Sur toutes les images, Edouard Philippe se marre. Cela fait partie du personnage, mais Emmanuel Macron est en plein stand-up devant la majorité réunie à la Maison de l'Amérique latine mardi dernier, et le Premier ministre goûte apparemment au discours présidentiel, aussi guerrier soit-il. «Les valeurs qui nous ont conduits là, ce n'est pas la République des fusibles, ce n'est pas la République de la haine, celle qui fait trinquer un fonctionnaire ici, un collaborateur là», vitupère le chef de l'Etat. Pas de «République des fusibles». Soit, en filigrane, un satisfecit présidentiel implicite et un renouvellement de bail explicite après une année dense en polémiques se terminant par le feu d'artifice Benalla.
Grand oral
Depuis le début de l'affaire, Philippe a tout du paratonnerre. Dès le lendemain de la parution de l'enquête du Monde et alors que les ministres ont reçu la consigne de l'Elysée de ne faire aucun commentaire, c'est le Premier ministre qui se coltine la colère de l'opposition, au Sénat. «Cette affaire est aux mains de la justice et c'est très bien ainsi», déclare-t-il posément, refusant d'entrer dans les détails.
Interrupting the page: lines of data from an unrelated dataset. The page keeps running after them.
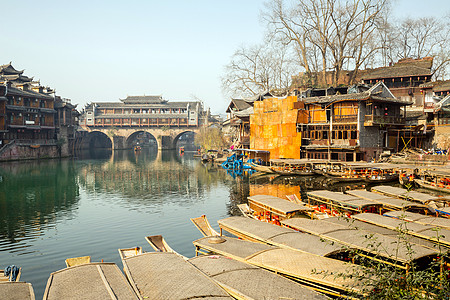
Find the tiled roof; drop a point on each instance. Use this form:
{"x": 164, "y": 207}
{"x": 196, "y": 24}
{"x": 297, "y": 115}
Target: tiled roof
{"x": 239, "y": 104}
{"x": 442, "y": 87}
{"x": 28, "y": 93}
{"x": 144, "y": 105}
{"x": 404, "y": 68}
{"x": 9, "y": 69}
{"x": 143, "y": 99}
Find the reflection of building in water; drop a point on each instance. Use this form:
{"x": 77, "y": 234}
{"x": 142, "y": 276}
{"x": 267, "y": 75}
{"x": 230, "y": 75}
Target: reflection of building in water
{"x": 32, "y": 199}
{"x": 152, "y": 179}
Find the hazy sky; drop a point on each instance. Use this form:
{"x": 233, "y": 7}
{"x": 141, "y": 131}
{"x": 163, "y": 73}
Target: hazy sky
{"x": 93, "y": 51}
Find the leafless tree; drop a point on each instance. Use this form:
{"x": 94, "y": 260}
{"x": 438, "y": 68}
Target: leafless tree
{"x": 259, "y": 68}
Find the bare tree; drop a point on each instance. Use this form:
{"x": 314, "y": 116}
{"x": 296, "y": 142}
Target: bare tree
{"x": 256, "y": 69}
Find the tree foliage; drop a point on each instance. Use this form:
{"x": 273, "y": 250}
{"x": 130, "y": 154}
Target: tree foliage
{"x": 320, "y": 36}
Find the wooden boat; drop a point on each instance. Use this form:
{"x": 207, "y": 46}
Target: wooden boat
{"x": 317, "y": 214}
{"x": 292, "y": 167}
{"x": 272, "y": 208}
{"x": 89, "y": 281}
{"x": 70, "y": 262}
{"x": 440, "y": 187}
{"x": 245, "y": 210}
{"x": 306, "y": 268}
{"x": 407, "y": 195}
{"x": 427, "y": 232}
{"x": 158, "y": 243}
{"x": 243, "y": 281}
{"x": 390, "y": 203}
{"x": 166, "y": 275}
{"x": 4, "y": 278}
{"x": 262, "y": 232}
{"x": 204, "y": 226}
{"x": 16, "y": 291}
{"x": 335, "y": 203}
{"x": 386, "y": 249}
{"x": 381, "y": 175}
{"x": 129, "y": 252}
{"x": 420, "y": 219}
{"x": 260, "y": 168}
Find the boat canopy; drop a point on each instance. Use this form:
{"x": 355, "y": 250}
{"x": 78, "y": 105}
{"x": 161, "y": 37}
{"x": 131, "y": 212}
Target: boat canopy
{"x": 251, "y": 229}
{"x": 89, "y": 281}
{"x": 388, "y": 247}
{"x": 423, "y": 231}
{"x": 342, "y": 200}
{"x": 165, "y": 275}
{"x": 388, "y": 202}
{"x": 418, "y": 218}
{"x": 405, "y": 194}
{"x": 277, "y": 205}
{"x": 245, "y": 279}
{"x": 302, "y": 266}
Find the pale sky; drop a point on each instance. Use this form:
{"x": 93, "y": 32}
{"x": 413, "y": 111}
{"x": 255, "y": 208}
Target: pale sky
{"x": 93, "y": 51}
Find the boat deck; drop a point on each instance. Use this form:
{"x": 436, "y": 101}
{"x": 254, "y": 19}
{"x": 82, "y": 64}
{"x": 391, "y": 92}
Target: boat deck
{"x": 387, "y": 202}
{"x": 360, "y": 225}
{"x": 89, "y": 281}
{"x": 341, "y": 200}
{"x": 405, "y": 194}
{"x": 420, "y": 219}
{"x": 386, "y": 246}
{"x": 204, "y": 226}
{"x": 258, "y": 231}
{"x": 164, "y": 275}
{"x": 16, "y": 291}
{"x": 239, "y": 279}
{"x": 427, "y": 232}
{"x": 307, "y": 268}
{"x": 275, "y": 205}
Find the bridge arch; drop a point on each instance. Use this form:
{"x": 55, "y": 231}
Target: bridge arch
{"x": 96, "y": 139}
{"x": 141, "y": 138}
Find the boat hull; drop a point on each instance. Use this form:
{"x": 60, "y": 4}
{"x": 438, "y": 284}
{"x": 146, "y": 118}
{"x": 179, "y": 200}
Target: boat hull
{"x": 426, "y": 185}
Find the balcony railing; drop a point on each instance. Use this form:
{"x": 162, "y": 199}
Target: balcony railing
{"x": 383, "y": 120}
{"x": 345, "y": 119}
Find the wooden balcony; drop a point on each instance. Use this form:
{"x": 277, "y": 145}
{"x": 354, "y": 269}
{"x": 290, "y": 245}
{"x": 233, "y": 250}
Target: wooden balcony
{"x": 345, "y": 119}
{"x": 371, "y": 120}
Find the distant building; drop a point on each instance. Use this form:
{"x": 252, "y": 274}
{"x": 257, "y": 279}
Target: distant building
{"x": 27, "y": 109}
{"x": 143, "y": 111}
{"x": 404, "y": 78}
{"x": 357, "y": 124}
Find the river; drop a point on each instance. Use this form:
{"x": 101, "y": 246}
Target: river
{"x": 101, "y": 201}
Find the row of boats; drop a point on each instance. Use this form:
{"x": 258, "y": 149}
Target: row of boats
{"x": 373, "y": 173}
{"x": 298, "y": 258}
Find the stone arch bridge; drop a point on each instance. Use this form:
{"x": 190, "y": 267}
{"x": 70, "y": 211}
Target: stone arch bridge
{"x": 120, "y": 138}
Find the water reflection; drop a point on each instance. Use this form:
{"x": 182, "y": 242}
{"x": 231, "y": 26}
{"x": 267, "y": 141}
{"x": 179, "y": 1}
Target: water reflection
{"x": 33, "y": 196}
{"x": 148, "y": 178}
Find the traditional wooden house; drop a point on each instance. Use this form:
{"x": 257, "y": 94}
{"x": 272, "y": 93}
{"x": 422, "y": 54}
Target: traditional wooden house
{"x": 27, "y": 108}
{"x": 357, "y": 124}
{"x": 237, "y": 124}
{"x": 404, "y": 78}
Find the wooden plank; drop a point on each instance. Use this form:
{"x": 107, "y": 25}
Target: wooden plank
{"x": 244, "y": 281}
{"x": 301, "y": 266}
{"x": 165, "y": 275}
{"x": 86, "y": 282}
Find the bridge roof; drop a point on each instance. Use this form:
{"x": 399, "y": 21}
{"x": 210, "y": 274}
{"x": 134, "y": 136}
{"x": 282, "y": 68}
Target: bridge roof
{"x": 140, "y": 116}
{"x": 144, "y": 105}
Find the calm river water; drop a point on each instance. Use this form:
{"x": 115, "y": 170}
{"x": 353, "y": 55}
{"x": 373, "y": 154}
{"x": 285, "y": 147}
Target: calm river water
{"x": 55, "y": 209}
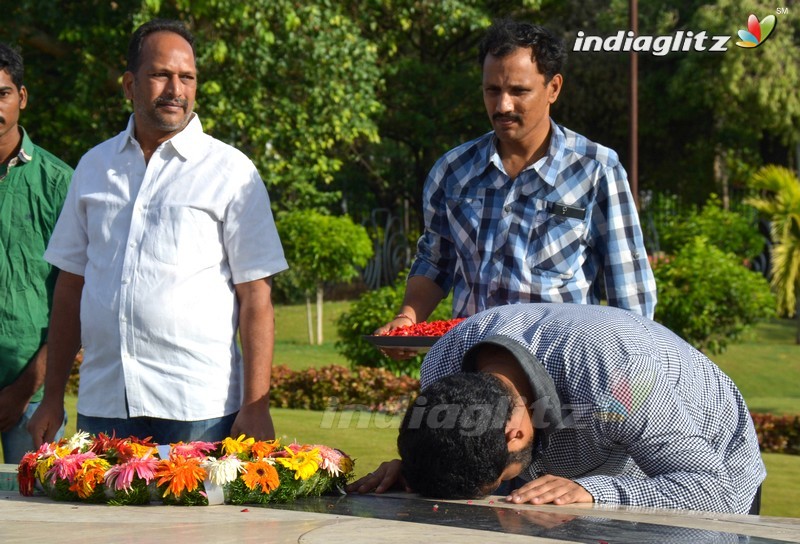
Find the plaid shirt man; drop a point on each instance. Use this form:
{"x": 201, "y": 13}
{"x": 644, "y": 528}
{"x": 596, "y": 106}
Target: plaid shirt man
{"x": 546, "y": 236}
{"x": 622, "y": 406}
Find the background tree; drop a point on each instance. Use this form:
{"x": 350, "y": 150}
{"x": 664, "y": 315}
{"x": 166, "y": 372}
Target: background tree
{"x": 779, "y": 201}
{"x": 322, "y": 249}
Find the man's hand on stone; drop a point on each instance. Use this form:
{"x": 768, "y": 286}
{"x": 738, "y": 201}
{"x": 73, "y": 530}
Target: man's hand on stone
{"x": 384, "y": 478}
{"x": 550, "y": 489}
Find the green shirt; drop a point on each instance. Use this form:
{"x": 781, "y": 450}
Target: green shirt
{"x": 32, "y": 192}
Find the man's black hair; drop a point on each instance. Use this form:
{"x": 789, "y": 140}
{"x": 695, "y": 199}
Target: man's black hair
{"x": 155, "y": 25}
{"x": 11, "y": 62}
{"x": 506, "y": 36}
{"x": 452, "y": 438}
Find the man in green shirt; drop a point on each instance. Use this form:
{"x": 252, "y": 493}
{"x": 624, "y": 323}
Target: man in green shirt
{"x": 33, "y": 184}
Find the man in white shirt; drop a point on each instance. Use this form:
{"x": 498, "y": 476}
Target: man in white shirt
{"x": 166, "y": 247}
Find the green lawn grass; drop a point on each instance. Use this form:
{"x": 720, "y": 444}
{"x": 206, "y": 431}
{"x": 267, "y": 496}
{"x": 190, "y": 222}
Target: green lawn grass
{"x": 291, "y": 336}
{"x": 765, "y": 367}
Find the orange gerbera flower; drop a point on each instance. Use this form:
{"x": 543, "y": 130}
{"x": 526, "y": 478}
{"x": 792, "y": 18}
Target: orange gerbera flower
{"x": 91, "y": 473}
{"x": 261, "y": 473}
{"x": 181, "y": 473}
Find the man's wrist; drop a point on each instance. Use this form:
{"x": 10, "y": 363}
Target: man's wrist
{"x": 402, "y": 315}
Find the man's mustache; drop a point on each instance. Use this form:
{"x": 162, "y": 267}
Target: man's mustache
{"x": 506, "y": 117}
{"x": 182, "y": 102}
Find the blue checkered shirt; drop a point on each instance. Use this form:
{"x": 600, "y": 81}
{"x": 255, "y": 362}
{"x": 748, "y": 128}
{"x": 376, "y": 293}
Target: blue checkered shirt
{"x": 645, "y": 419}
{"x": 545, "y": 236}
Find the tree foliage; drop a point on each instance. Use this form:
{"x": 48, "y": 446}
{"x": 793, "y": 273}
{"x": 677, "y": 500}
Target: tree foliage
{"x": 322, "y": 249}
{"x": 779, "y": 201}
{"x": 708, "y": 297}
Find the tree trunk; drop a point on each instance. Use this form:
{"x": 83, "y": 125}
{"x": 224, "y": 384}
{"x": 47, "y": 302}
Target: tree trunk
{"x": 319, "y": 315}
{"x": 721, "y": 176}
{"x": 308, "y": 316}
{"x": 797, "y": 318}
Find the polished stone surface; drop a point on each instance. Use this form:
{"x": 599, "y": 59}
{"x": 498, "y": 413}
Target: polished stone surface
{"x": 395, "y": 517}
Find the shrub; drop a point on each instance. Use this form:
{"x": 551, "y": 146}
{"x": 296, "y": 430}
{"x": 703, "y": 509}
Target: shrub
{"x": 708, "y": 297}
{"x": 778, "y": 434}
{"x": 730, "y": 231}
{"x": 317, "y": 388}
{"x": 370, "y": 311}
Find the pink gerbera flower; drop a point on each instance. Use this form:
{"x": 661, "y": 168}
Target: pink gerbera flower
{"x": 66, "y": 467}
{"x": 120, "y": 477}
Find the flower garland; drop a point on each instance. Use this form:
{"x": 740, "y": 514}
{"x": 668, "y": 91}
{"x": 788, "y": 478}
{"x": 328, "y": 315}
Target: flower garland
{"x": 103, "y": 469}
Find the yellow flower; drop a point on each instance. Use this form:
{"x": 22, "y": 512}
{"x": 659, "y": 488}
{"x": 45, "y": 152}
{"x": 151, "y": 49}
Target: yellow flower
{"x": 264, "y": 447}
{"x": 346, "y": 465}
{"x": 91, "y": 473}
{"x": 235, "y": 446}
{"x": 304, "y": 463}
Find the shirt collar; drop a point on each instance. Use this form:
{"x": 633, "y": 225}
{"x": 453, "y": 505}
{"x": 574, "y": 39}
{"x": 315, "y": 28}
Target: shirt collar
{"x": 185, "y": 143}
{"x": 26, "y": 150}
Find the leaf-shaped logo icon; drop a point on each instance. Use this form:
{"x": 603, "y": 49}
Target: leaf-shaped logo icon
{"x": 757, "y": 31}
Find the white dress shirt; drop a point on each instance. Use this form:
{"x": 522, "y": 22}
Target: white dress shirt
{"x": 160, "y": 246}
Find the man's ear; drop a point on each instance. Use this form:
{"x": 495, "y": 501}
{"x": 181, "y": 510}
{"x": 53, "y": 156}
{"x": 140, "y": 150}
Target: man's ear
{"x": 554, "y": 88}
{"x": 514, "y": 435}
{"x": 127, "y": 85}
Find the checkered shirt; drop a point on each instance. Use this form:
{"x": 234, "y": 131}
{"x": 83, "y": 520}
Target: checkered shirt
{"x": 647, "y": 420}
{"x": 545, "y": 236}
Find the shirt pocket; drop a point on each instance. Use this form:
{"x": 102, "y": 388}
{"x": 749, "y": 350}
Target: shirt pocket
{"x": 186, "y": 236}
{"x": 464, "y": 215}
{"x": 557, "y": 239}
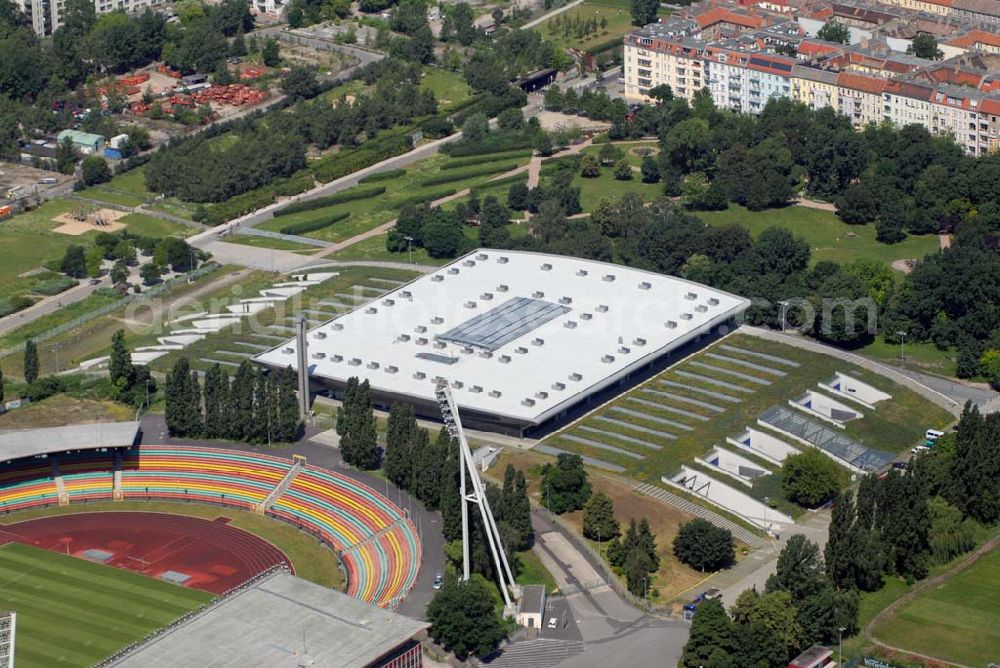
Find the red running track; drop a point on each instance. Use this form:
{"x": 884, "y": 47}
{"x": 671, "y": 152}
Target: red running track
{"x": 216, "y": 556}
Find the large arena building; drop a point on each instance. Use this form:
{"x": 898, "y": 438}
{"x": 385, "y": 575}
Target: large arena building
{"x": 521, "y": 337}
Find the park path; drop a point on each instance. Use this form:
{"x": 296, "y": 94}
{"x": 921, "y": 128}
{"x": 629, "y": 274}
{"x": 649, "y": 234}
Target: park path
{"x": 935, "y": 581}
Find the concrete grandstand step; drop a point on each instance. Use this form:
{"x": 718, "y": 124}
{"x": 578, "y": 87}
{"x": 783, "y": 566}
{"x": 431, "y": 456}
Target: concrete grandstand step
{"x": 714, "y": 381}
{"x": 601, "y": 446}
{"x": 593, "y": 461}
{"x": 740, "y": 533}
{"x": 730, "y": 372}
{"x": 669, "y": 409}
{"x": 763, "y": 356}
{"x": 686, "y": 400}
{"x": 650, "y": 418}
{"x": 537, "y": 653}
{"x": 635, "y": 427}
{"x": 708, "y": 393}
{"x": 748, "y": 365}
{"x": 620, "y": 437}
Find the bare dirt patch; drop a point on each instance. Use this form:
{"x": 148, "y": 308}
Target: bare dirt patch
{"x": 81, "y": 221}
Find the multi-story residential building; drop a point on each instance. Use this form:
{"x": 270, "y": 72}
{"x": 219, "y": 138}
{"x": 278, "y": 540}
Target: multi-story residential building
{"x": 46, "y": 15}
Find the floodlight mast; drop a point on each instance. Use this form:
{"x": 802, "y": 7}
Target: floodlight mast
{"x": 452, "y": 422}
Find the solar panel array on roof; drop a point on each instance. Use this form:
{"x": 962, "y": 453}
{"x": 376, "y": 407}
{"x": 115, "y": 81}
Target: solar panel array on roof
{"x": 503, "y": 323}
{"x": 829, "y": 440}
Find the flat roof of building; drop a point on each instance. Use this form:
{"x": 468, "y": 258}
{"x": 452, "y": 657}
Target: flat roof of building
{"x": 281, "y": 621}
{"x": 17, "y": 443}
{"x": 519, "y": 335}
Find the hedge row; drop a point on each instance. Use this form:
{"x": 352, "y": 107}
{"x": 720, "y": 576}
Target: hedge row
{"x": 313, "y": 225}
{"x": 322, "y": 202}
{"x": 449, "y": 177}
{"x": 420, "y": 199}
{"x": 383, "y": 176}
{"x": 489, "y": 157}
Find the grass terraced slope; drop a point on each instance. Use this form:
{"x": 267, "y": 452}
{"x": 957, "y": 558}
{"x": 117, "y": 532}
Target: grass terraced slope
{"x": 72, "y": 612}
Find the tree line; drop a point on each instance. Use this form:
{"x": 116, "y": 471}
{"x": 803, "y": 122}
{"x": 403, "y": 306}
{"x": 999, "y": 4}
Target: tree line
{"x": 254, "y": 406}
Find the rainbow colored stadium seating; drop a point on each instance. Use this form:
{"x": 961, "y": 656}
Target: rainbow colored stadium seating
{"x": 376, "y": 541}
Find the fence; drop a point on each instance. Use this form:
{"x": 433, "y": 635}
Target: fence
{"x": 150, "y": 292}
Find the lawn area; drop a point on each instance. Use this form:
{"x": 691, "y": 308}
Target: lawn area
{"x": 267, "y": 242}
{"x": 61, "y": 409}
{"x": 829, "y": 237}
{"x": 72, "y": 612}
{"x": 311, "y": 560}
{"x": 958, "y": 620}
{"x": 673, "y": 417}
{"x": 151, "y": 226}
{"x": 617, "y": 15}
{"x": 449, "y": 88}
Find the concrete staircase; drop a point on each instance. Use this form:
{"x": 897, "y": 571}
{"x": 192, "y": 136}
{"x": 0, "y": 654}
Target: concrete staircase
{"x": 537, "y": 653}
{"x": 298, "y": 464}
{"x": 740, "y": 533}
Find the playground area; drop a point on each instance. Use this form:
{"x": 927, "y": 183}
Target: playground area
{"x": 89, "y": 218}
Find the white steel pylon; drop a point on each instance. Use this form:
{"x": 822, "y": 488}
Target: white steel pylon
{"x": 449, "y": 413}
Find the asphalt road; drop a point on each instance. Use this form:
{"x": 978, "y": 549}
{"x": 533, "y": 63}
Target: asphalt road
{"x": 154, "y": 431}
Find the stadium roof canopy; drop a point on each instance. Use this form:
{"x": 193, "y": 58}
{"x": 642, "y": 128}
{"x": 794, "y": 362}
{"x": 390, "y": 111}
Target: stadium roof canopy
{"x": 280, "y": 621}
{"x": 520, "y": 336}
{"x": 17, "y": 443}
Au total, en deux semaines, il aura répondu à 17 questions parlementaires sur l'affaire Benalla, selon le décompte de Matignon. «Le Premier ministre a été irréprochable», explique-t-on dans l'entourage du chef de l'Etat à la veille du grand oral d'Edouard Philippe devant l'Assemblée. Même l'agacement présidentiel naissant face à la cote d'amour d'Edouard Philippe chez les maires LR semble dissipé. En réalité, même si le Premier ministre a été de toutes les réunions de crise du premier week-end, cette affaire atteint le premier cercle macroniste. Ces «Mormons» qui ont fait la campagne avec Macron dont Philippe n'a jamais fait partie. Il s'est prudemment tenu à l'écart sur le fond, s'échappant même vers les routes du Tour de France pour réaliser «un rêve d'enfant». Son déplacement n'était pas sur commande présidentielle et Matignon a même pensé à l'annuler vu la tourmente. «Mais on a décidé que la vie des Français devait continuer et que lui avait été assez "enfermé" rue de Varenne», entre les évaluations des ministres et les arbitrages budgétaires, explique un de ses conseillers.
Tétanie
De fait, la mitraille politique est venue d'un trio de macronistes pur jus, de Castaner à Griveaux en passant par Schiappa, les poids lourds de l'équipe gouvernementale restant à l'écart. «Cela donnait le sentiment que le petit clan de la campagne présidentielle se refermait sur lui-même, analyse à froid un conseiller ministériel. Il aurait fallu faire tout l'inverse : monter une stratégie de com avec tout le monde. Mais pour sortir dans les médias, il faut avoir quelque chose à dire. Et là, on n'avait rien.» Ce qui n'incite pas à partir au feu, même pour essayer de l'éteindre. L'interview de Bayrou appelant au calme a d'ailleurs souligné, en creux, cette absence de cador en première ligne, une faiblesse du macronisme.
Entre le Président et le Premier ministre, même si Emmanuel Macron a mis les bouchées doubles passée la tétanie initiale, on est loin de l'incongruité de l'époque Sarkozy-Fillon, où le premier occupait tout l'espace et le second se planquait. Pour le sénateur marcheur François Patriat, «il y a d'un côté le respect de Macron pour son Premier ministre et de l'autre l'élégance de Philippe qui reste dans son rôle». D'où des cotes sondagières totalement liées, clouées au plancher pour l'instant : les 80 km/h ont fait reculer Philippe au printemps, Macron accuse le coup au creux de l'été avec l'affaire Benalla. Sans l'esquiver, le Premier ministre, qui a bossé son discours ce week-end au Havre, a l'intention de «replacer l'église au cœur du village» mardi, une des expressions fétiches de la majorité pour dire qu'il faut recentrer le débat sur les vraies priorités. «Il veut remettre l'affaire à sa juste mesure, se confronter aux oppositions et parler du boulot effectué depuis un an, fait valoir un de ses proches. En vrai, c'est une occasion en or qui nous est présentée.»